In ML, grokking might be an example for the "threshold mechanism" for sudden capability gains: a comparatively small number of gradient steps can massively improve generalization beyond the training distribution. An example of learning from something other than gradients is in-context learning in language models (e.g. you can give an LM information in the prompt and it can use that information). But for now, this doesn't lead to permanent improvements to the language model.
Relations between these concepts
I used to conflate deception, distributional shift, and sharp left turns as "inner alignment" in a way that I now think wasn't helpful. But on the other hand, these do feel related, so what makes them similar?
One obvious aspect is that these could all lead to very sudden failures (as opposed to a pure "going out with a whimper" scenario). In each case, the AI might behave fine for a while—not just in terms of "looking fine" to human observers, but even under some ideal outer alignment solution. Then something changes, typically quite suddenly, and the AI behaves very differently (and likely badly in a way that would be obvious to us). The reason these scenarios are dangerous is thus that the AI could make high-stakes decisions, to use Paul's framing. I think this is the sense in which they all feel related to inner alignment.
A more interesting (but also more hand-wavy) point is that all three are in some sense about capabilities being more robust than alignment:
- Deception: Just because we let the AI out of the box, it doesn't suddenly become incompetent. That would be quite strange indeed, assuming there is no significant distributional shift! It's also not obvious that alignment would fail. But at least there are plausible arguments for why gradient descent might most easily find models that do well in training but then are competently misaligned once they detect they are deployed. In contrast, there is no reason to think we'd get systems that decide to become incompetent once deployed. Such models are possible solutions to the outer optimization problem—you could have an AI that detects whether it's still in training, and if not just performs random actions, and this AI would get low training loss.
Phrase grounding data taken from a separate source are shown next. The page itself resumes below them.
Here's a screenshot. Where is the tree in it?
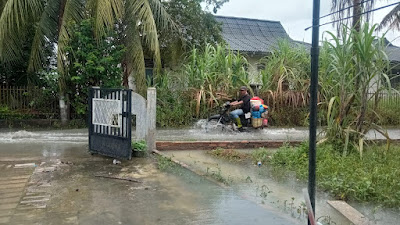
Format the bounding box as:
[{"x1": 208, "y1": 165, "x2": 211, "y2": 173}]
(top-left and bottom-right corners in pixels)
[
  {"x1": 331, "y1": 0, "x2": 376, "y2": 32},
  {"x1": 0, "y1": 0, "x2": 175, "y2": 124},
  {"x1": 66, "y1": 19, "x2": 125, "y2": 116},
  {"x1": 377, "y1": 3, "x2": 400, "y2": 31},
  {"x1": 159, "y1": 0, "x2": 224, "y2": 68}
]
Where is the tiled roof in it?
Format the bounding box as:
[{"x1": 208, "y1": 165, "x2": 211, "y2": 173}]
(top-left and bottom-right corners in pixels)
[
  {"x1": 374, "y1": 38, "x2": 400, "y2": 62},
  {"x1": 385, "y1": 43, "x2": 400, "y2": 62},
  {"x1": 215, "y1": 16, "x2": 308, "y2": 54}
]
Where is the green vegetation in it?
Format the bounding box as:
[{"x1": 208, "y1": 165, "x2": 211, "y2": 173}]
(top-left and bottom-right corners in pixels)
[
  {"x1": 66, "y1": 19, "x2": 124, "y2": 116},
  {"x1": 157, "y1": 155, "x2": 176, "y2": 171},
  {"x1": 132, "y1": 140, "x2": 147, "y2": 151},
  {"x1": 132, "y1": 140, "x2": 147, "y2": 157},
  {"x1": 206, "y1": 167, "x2": 232, "y2": 185},
  {"x1": 270, "y1": 142, "x2": 400, "y2": 207},
  {"x1": 207, "y1": 148, "x2": 247, "y2": 161},
  {"x1": 156, "y1": 43, "x2": 249, "y2": 127},
  {"x1": 250, "y1": 147, "x2": 273, "y2": 165}
]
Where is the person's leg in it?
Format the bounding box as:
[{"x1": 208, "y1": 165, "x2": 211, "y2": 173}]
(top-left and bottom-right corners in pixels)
[{"x1": 230, "y1": 109, "x2": 244, "y2": 128}]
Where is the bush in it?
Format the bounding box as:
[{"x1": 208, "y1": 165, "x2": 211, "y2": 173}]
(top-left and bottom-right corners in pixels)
[{"x1": 270, "y1": 142, "x2": 400, "y2": 207}]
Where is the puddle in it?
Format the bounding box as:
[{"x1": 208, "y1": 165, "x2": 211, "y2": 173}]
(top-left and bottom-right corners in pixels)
[
  {"x1": 162, "y1": 149, "x2": 400, "y2": 225},
  {"x1": 0, "y1": 141, "x2": 298, "y2": 224}
]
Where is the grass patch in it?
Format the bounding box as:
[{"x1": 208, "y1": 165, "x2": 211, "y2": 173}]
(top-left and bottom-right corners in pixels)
[
  {"x1": 270, "y1": 142, "x2": 400, "y2": 207},
  {"x1": 250, "y1": 147, "x2": 274, "y2": 165},
  {"x1": 157, "y1": 155, "x2": 176, "y2": 171},
  {"x1": 206, "y1": 167, "x2": 232, "y2": 185},
  {"x1": 207, "y1": 148, "x2": 248, "y2": 162}
]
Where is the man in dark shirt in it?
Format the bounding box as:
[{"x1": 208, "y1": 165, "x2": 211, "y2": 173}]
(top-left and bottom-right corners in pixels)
[{"x1": 229, "y1": 86, "x2": 251, "y2": 131}]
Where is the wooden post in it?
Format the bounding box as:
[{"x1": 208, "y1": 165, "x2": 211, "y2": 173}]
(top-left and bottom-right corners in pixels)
[{"x1": 146, "y1": 88, "x2": 156, "y2": 153}]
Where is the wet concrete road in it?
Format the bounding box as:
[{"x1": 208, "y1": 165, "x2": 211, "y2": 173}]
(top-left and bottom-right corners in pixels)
[
  {"x1": 1, "y1": 125, "x2": 399, "y2": 144},
  {"x1": 1, "y1": 127, "x2": 400, "y2": 224},
  {"x1": 0, "y1": 139, "x2": 299, "y2": 224}
]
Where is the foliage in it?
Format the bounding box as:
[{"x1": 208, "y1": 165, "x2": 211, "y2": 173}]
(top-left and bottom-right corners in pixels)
[
  {"x1": 258, "y1": 40, "x2": 310, "y2": 126},
  {"x1": 207, "y1": 148, "x2": 247, "y2": 161},
  {"x1": 270, "y1": 142, "x2": 400, "y2": 207},
  {"x1": 160, "y1": 0, "x2": 223, "y2": 68},
  {"x1": 0, "y1": 105, "x2": 33, "y2": 119},
  {"x1": 65, "y1": 19, "x2": 124, "y2": 116},
  {"x1": 250, "y1": 147, "x2": 273, "y2": 165},
  {"x1": 377, "y1": 3, "x2": 400, "y2": 31},
  {"x1": 368, "y1": 98, "x2": 400, "y2": 126},
  {"x1": 132, "y1": 140, "x2": 147, "y2": 152},
  {"x1": 259, "y1": 40, "x2": 310, "y2": 92},
  {"x1": 155, "y1": 43, "x2": 250, "y2": 127},
  {"x1": 320, "y1": 24, "x2": 391, "y2": 156},
  {"x1": 157, "y1": 155, "x2": 176, "y2": 171},
  {"x1": 330, "y1": 0, "x2": 376, "y2": 32},
  {"x1": 0, "y1": 0, "x2": 176, "y2": 123}
]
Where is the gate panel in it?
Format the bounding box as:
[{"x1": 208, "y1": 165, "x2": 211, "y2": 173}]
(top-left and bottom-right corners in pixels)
[{"x1": 89, "y1": 87, "x2": 132, "y2": 159}]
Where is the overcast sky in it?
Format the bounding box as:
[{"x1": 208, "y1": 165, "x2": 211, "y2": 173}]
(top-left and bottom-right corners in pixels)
[{"x1": 211, "y1": 0, "x2": 400, "y2": 45}]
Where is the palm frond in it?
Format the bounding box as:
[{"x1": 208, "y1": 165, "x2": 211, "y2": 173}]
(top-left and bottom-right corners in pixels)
[
  {"x1": 87, "y1": 0, "x2": 123, "y2": 39},
  {"x1": 28, "y1": 0, "x2": 60, "y2": 73},
  {"x1": 129, "y1": 0, "x2": 161, "y2": 70},
  {"x1": 148, "y1": 0, "x2": 177, "y2": 31},
  {"x1": 123, "y1": 17, "x2": 146, "y2": 95},
  {"x1": 377, "y1": 4, "x2": 400, "y2": 31},
  {"x1": 0, "y1": 0, "x2": 43, "y2": 61},
  {"x1": 57, "y1": 0, "x2": 84, "y2": 91}
]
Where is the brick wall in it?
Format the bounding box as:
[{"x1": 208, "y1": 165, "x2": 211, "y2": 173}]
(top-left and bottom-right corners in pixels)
[{"x1": 156, "y1": 141, "x2": 301, "y2": 151}]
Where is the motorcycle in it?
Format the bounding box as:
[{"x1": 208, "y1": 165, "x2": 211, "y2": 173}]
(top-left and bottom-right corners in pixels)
[{"x1": 206, "y1": 101, "x2": 252, "y2": 132}]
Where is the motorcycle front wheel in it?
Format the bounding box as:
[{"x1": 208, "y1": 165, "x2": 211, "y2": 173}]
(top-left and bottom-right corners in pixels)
[{"x1": 206, "y1": 117, "x2": 224, "y2": 132}]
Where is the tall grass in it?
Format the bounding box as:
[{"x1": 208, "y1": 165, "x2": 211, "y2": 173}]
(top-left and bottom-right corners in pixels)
[
  {"x1": 270, "y1": 143, "x2": 400, "y2": 207},
  {"x1": 155, "y1": 43, "x2": 250, "y2": 127},
  {"x1": 320, "y1": 24, "x2": 392, "y2": 156},
  {"x1": 258, "y1": 40, "x2": 311, "y2": 126}
]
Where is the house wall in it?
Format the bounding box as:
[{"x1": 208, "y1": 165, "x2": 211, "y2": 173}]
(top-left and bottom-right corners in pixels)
[{"x1": 245, "y1": 55, "x2": 263, "y2": 85}]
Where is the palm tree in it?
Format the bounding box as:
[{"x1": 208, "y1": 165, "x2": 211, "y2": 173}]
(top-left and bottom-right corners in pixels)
[
  {"x1": 377, "y1": 3, "x2": 400, "y2": 31},
  {"x1": 331, "y1": 0, "x2": 376, "y2": 32},
  {"x1": 0, "y1": 0, "x2": 174, "y2": 124}
]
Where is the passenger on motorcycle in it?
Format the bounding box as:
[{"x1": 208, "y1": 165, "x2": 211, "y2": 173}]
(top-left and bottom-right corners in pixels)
[{"x1": 229, "y1": 86, "x2": 251, "y2": 131}]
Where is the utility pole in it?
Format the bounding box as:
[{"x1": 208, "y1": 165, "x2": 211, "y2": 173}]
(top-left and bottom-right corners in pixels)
[{"x1": 309, "y1": 0, "x2": 320, "y2": 224}]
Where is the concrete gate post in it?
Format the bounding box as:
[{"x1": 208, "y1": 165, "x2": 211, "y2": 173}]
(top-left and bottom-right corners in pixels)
[
  {"x1": 131, "y1": 93, "x2": 147, "y2": 140},
  {"x1": 146, "y1": 88, "x2": 157, "y2": 153}
]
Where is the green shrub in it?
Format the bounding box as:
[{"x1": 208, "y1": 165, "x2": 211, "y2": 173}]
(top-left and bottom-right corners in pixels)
[
  {"x1": 270, "y1": 142, "x2": 400, "y2": 207},
  {"x1": 207, "y1": 148, "x2": 247, "y2": 162},
  {"x1": 132, "y1": 140, "x2": 147, "y2": 152},
  {"x1": 250, "y1": 148, "x2": 273, "y2": 165}
]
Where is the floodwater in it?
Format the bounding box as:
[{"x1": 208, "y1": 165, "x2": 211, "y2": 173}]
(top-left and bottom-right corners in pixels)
[
  {"x1": 161, "y1": 149, "x2": 400, "y2": 225},
  {"x1": 1, "y1": 126, "x2": 400, "y2": 225},
  {"x1": 0, "y1": 131, "x2": 298, "y2": 225},
  {"x1": 1, "y1": 120, "x2": 399, "y2": 142}
]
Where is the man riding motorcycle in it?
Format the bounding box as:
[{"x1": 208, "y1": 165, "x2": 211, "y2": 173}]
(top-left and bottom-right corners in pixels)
[{"x1": 229, "y1": 86, "x2": 251, "y2": 132}]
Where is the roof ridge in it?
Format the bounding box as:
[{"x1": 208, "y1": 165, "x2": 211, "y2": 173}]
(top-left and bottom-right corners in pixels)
[{"x1": 214, "y1": 15, "x2": 281, "y2": 24}]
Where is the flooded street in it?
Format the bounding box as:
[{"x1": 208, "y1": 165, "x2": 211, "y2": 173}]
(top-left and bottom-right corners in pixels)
[
  {"x1": 1, "y1": 127, "x2": 400, "y2": 224},
  {"x1": 0, "y1": 131, "x2": 298, "y2": 225}
]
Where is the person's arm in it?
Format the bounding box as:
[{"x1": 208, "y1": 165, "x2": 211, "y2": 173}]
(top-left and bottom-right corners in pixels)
[{"x1": 230, "y1": 100, "x2": 243, "y2": 106}]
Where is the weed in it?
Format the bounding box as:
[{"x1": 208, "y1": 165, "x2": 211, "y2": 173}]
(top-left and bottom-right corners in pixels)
[
  {"x1": 245, "y1": 176, "x2": 253, "y2": 183},
  {"x1": 251, "y1": 147, "x2": 273, "y2": 165},
  {"x1": 270, "y1": 142, "x2": 400, "y2": 207},
  {"x1": 157, "y1": 155, "x2": 176, "y2": 171},
  {"x1": 132, "y1": 140, "x2": 147, "y2": 152},
  {"x1": 207, "y1": 148, "x2": 247, "y2": 162},
  {"x1": 206, "y1": 167, "x2": 232, "y2": 185}
]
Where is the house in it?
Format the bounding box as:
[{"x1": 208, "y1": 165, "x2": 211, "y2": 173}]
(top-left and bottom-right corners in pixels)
[
  {"x1": 214, "y1": 15, "x2": 310, "y2": 85},
  {"x1": 215, "y1": 15, "x2": 400, "y2": 90},
  {"x1": 383, "y1": 39, "x2": 400, "y2": 89}
]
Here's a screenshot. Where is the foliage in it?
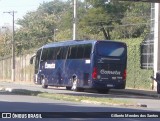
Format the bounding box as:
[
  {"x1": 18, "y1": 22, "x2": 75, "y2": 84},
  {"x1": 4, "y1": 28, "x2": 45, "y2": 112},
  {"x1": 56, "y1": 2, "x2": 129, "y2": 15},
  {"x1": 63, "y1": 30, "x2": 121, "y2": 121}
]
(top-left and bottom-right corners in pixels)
[
  {"x1": 38, "y1": 93, "x2": 134, "y2": 106},
  {"x1": 80, "y1": 0, "x2": 128, "y2": 39},
  {"x1": 16, "y1": 11, "x2": 56, "y2": 54},
  {"x1": 0, "y1": 28, "x2": 12, "y2": 56},
  {"x1": 12, "y1": 0, "x2": 151, "y2": 53},
  {"x1": 116, "y1": 38, "x2": 153, "y2": 89},
  {"x1": 111, "y1": 2, "x2": 150, "y2": 39}
]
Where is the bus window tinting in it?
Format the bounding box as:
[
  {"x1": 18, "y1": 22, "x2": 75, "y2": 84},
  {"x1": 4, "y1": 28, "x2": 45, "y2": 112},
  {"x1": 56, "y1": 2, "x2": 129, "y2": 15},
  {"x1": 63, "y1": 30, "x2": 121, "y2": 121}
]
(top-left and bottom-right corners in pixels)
[
  {"x1": 84, "y1": 44, "x2": 92, "y2": 59},
  {"x1": 96, "y1": 42, "x2": 125, "y2": 57},
  {"x1": 76, "y1": 45, "x2": 84, "y2": 59},
  {"x1": 68, "y1": 46, "x2": 77, "y2": 59},
  {"x1": 41, "y1": 44, "x2": 92, "y2": 60},
  {"x1": 56, "y1": 47, "x2": 62, "y2": 60},
  {"x1": 41, "y1": 48, "x2": 48, "y2": 61},
  {"x1": 48, "y1": 48, "x2": 55, "y2": 60},
  {"x1": 62, "y1": 46, "x2": 69, "y2": 59},
  {"x1": 53, "y1": 47, "x2": 58, "y2": 60},
  {"x1": 55, "y1": 47, "x2": 68, "y2": 60},
  {"x1": 67, "y1": 44, "x2": 92, "y2": 59}
]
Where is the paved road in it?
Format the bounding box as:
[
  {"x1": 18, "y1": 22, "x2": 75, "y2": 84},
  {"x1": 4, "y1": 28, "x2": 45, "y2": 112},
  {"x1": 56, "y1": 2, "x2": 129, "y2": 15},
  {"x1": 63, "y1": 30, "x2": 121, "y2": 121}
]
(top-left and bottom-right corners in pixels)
[
  {"x1": 0, "y1": 82, "x2": 160, "y2": 110},
  {"x1": 0, "y1": 92, "x2": 160, "y2": 121}
]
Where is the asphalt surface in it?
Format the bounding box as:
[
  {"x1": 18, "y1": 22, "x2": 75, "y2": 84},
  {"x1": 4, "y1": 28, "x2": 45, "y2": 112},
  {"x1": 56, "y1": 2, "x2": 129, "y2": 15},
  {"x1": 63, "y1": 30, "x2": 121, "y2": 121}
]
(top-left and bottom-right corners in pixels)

But it's not a natural thing for gradient descent to find, it's just unnecessarily complex.
- Distributional shift: The worry is precisely that capabilities will generalize better than goals across the distributional shift. If capabilities didn't generalize, we'd be fine. But as the CoinRun agent examplifies, you can get AIs that capably pursue a different objective after a distributional shift than the one you were hoping for. One difference to deception is that models which become incompetent after a distributional shift are in fact quite plausible. But to the extent that we think we'll get goal misgeneralization specifically, the underlying worry again seems to be that capabilities will be robust while alignment will not.
- Capability gains: Nate's sharp left turn post explicitly discusses how this is about capability generalization without alignment generalization. We are worried that an AI will learn capabilities that robustly transfer to domains it hasn't been explicitly trained on, while alignment properties are brittle.
A note on distributional shift
I've specifically been talking about goal misgeneralization under distributional shift. Here, we mainly care about not generalizing catastrophically, i.e. competently pursuing a misaligned goal. There's a different type of distributional shift that's important in alignment, where we care about actually good generalization, rather than just non-catastrophic one. For example, for ELK we want to generalize from questions that humans can answer to questions we can't answer. But we don't just want to generalize in a way that doesn't kill us if we read the answer, we want to generalize in the way that gives correct answers. This seems distinct from what I've discussed in this post in some important ways, though there are definitely parallels (e.g. the generalization we want not being natural enough that we're guaranteed to get it automatically).
Thanks to Leon Lang for feedback on a draft of this post!
A tiny distributional shift would be enough to let the model determine whether it's in training or deployment, and in principle it could even be deceptive without any expected distributional shift, by defecting randomly.